Re: [tlug] [Was: iptables] Forward multicats

["Bruno Raoult" <braoult@example.com>]

On Tue, Jun 17, 2008 at 12:19 AM, Curt Sampson
<cjs@example.com> wrote:
> On 2008-06-16 22:01 +0900 (Mon), Bruno Raoult wrote:
>> In fact, my forwarding rule is that one:
>>    iptables -A POSTROUTING -t nat -o ${LAN_PORT} -s ${DSK_NET} -j MASQUERADE
>
> Ok, kill that. NAT is a True Pain in the Ass, and is useful only as a
> hack when you can't get enough IP addresses that hosts on both sides
> of the router know about. You're not in this situation, since you can
> assign, say, all of 192.168.10.0/24 to one side and 192.168.11.0/24 to
> the other, so you can remove that problem from your life entirely and be
> much happier. Set your system up for just standard routing.
>
> That right there might fix your entire problem.

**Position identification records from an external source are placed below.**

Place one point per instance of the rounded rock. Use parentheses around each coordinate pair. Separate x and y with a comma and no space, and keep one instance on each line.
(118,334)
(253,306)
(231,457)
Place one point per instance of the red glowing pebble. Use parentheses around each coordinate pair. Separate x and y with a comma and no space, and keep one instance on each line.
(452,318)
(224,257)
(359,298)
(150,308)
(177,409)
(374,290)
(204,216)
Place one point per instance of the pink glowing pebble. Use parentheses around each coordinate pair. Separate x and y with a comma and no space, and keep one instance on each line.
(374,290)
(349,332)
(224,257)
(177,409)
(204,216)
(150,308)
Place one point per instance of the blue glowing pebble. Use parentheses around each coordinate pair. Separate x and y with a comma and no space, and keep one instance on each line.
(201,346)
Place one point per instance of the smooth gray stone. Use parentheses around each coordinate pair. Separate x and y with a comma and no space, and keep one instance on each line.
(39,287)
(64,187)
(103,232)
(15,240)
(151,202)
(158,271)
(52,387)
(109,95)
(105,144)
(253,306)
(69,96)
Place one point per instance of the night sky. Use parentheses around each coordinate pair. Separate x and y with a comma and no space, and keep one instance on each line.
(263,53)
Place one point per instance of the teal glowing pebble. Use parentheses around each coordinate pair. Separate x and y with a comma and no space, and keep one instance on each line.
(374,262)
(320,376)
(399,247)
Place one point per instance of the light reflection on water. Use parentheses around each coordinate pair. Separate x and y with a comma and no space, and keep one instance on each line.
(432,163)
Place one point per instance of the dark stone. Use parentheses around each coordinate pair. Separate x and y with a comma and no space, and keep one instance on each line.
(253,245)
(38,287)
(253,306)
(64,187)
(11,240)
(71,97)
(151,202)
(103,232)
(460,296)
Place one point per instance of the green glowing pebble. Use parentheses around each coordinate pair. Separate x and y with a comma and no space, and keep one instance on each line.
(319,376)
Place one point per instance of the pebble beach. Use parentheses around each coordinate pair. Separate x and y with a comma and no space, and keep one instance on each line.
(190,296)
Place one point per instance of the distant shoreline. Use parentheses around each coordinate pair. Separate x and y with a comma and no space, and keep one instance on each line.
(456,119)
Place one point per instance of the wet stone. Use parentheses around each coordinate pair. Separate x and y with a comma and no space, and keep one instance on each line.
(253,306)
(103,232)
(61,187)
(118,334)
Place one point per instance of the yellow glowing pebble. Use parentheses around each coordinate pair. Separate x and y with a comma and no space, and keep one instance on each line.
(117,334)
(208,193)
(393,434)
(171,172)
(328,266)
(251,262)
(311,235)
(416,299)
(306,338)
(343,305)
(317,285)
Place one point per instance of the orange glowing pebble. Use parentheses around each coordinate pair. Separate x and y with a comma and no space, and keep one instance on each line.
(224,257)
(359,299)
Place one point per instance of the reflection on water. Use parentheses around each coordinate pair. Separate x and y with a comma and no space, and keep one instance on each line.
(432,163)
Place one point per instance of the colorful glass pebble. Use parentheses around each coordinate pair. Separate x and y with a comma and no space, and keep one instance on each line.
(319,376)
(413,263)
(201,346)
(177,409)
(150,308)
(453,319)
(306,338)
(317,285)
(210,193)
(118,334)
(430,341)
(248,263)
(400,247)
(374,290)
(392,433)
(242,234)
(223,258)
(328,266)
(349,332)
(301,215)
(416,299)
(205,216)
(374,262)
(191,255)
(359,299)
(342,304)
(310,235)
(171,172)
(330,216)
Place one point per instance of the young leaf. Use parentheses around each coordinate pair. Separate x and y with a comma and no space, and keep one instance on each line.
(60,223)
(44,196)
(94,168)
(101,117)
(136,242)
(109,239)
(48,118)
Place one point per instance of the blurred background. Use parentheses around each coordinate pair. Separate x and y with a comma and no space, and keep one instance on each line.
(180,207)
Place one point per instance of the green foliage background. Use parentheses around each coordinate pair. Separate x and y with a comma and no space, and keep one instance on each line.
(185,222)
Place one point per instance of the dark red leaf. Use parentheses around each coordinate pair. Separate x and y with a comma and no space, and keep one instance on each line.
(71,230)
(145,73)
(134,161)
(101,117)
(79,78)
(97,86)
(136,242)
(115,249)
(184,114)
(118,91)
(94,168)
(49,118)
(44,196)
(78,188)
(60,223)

In fact, there is something I will not be able to do with the setup you propose.
My idea is to have the terastation able to discuss with machines
outside my network.
I use an Airport as wifi router, and it does not support routing
information for the
inside network. That is why I wanted to have the terastation seen as
"part of the wifi
network" with NAT. Doing as you say (which has many other advantages)
will not allow
the Airport to join the Terastation.

> I really don't have enough bad things to say about NAT, as you can see.

Apparently, yes ;-)

br.

-- 
2 + 2 = 5, for very large values of 2.